When I think of the 'failed schools' canard


Lucy Lange read “Charlie and the Chocolate Factory” one chapter a day to her third-grade class back in the 1970s. Mrs. Lange had a brunette flip, the tiniest remnant of a childhood lisp, and an endless supply of kindness. She brought Soma puzzles to her classroom and let us work them for rewards of Sweet-Tarts from a bowl on her desk.

And she read “Charlie and the Chocolate Factory” aloud to us every day until it was done. Did I mention that? As soon as it was over, I wanted her to start again. This was my first experience of book nostalgia. Mrs. Lange was the reason.

In seventh grade, Shelly Buckholz and I spent a week in Old Quebec with our French class. A snowstorm extended our stay an extra couple of days. Cars parked in the shadows of Le Chateau Frontenac were windshield-high in drifts. We wandered the city practicing our Ohio-girl French, which had been taught to us by our gangly duck-footed teacher, who also led us in “Frere Jacques” and other ditties, and who was quietly mocked by some of the boys for being presumed gay. Like Mrs. Lange, he was good-natured and generous, and passed along a sticky appreciation for words and how they morph across cultures.

In high school, Carol Bush told me I could write, and encouraged me to study journalism.

An eccentric old English teacher (he probably wasn’t that old at the time) nudged us through readings so dramatic that we actually understood some of the  Shakespeare plays.

A prissy home ec teacher taught us a slick way to measure shortening in a cup of water and pressed the point about the value of a seam-ripper.
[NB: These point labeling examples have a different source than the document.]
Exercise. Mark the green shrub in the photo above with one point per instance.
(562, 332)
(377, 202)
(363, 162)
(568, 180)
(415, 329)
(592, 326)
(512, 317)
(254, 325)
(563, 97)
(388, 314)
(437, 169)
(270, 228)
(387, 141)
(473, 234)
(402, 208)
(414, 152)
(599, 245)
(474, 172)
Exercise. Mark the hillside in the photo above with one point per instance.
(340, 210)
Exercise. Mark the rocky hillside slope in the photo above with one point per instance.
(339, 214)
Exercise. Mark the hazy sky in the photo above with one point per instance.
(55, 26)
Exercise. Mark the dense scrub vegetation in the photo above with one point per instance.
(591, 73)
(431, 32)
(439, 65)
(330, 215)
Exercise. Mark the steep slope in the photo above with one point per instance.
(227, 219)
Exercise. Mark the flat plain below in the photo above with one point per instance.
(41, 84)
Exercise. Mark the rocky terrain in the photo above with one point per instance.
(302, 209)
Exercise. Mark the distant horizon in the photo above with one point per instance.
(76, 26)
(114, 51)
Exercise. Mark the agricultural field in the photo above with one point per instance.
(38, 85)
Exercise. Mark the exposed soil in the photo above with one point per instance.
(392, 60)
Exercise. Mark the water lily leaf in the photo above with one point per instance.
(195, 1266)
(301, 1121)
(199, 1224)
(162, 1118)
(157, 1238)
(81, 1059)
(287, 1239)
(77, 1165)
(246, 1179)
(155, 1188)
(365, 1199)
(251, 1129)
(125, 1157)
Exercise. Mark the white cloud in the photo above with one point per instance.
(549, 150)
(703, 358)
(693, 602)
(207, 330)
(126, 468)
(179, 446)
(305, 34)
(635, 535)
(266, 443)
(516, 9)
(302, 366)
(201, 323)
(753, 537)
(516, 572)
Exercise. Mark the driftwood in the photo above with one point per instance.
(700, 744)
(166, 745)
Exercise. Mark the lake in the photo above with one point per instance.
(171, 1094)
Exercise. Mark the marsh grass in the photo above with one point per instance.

I will never again make an A-line skirt or a halter top, but because of her I can thread the needle on a sewing machine, and I made Raggedy Ann dolls for my kids for Christmas when they were little.

The Vietnam vet who taught 10th grade business is literally the only reason I know debit from credit.

And in 12th grade, my Spanish teacher did palm readings and promised me I was a “late bloomer.” I sure wasn’t blooming in high school, so I clung to that reading like the last canteen of water on a trek across the Sahara.

I could go on and I’m not even to college yet. But then again, you have your own list of influential teachers, too, right?

Last week, one of the sons of the Republican Party’s presidential nominee played upon that old canard about failing schools and lazy teachers. Applause all around, I imagine — I just read about it after the fact. Even third-hand, the message boils my blood.

My own school career has been in the rearview mirror for a long time now, although I went back to college again in 2009.  Still, I know that just as they did in the 70s, teachers work harder than many people making two or three times their salary. They leave imprints on lives for decades. Tap on the skull of someone who has succeeded in some field, and a story springs forth of a teacher who exerted life-changing influence at a critical moment.  It’s so common as to be cliché.

Not every teacher is stellar. True then, true now. But the ones who take on education as a calling stay with us forever.   

Pretty magical, when you think of it.



  

3 comments:

Carol Handshue said...

Wow, you described those teachers to a tee...I, too, remember Mrs. Lange. (Mrs. Rissor was my third grade teacher, but I had Lange for reading)....Mrs. Rule was my French teacher who taught me to love the culture; and Mrs. Bush...two years of journalism and perseverance for the story. Did I mention Mr. Pendergrass and Day who reminded me that music was a subject that was sometimes the only reason kids went to school each day? And now, after 30 years teaching..l feel so rewarded for my profession...even if others don't view it that way...I have so many memories....

valorie grace hallinan said...

I've been working on a memoir and I'm amazed at the memories I have of great teachers; I see only in hindsight what a huge difference they made in my life.

honey said...

And then there was Dr. Harter, my 8th grade math teacher who, on day one, told me my question was the stupidest he'd ever heard. I never raised my hand again. I shook every time he sent me to the board to solve a problem standing next to Chip, his chosen adversary for me, who went to MIT on a free ride.

Yep. There are good ones and bad ones. Everywhere.

Let's start by imagining a world with equal opportunity education and paying teachers like doctors. Just an idea. Bashing teachers hurts my head, because I was one. 10th and 11th grade English. I never worked so hard in my life nor cared as much about outcome.

Okay, that's not totally true. I cared when I had my own children. And, I surely cared about who was teaching them.

Wish we could have policy conversations that involved positive change. This election is hideous.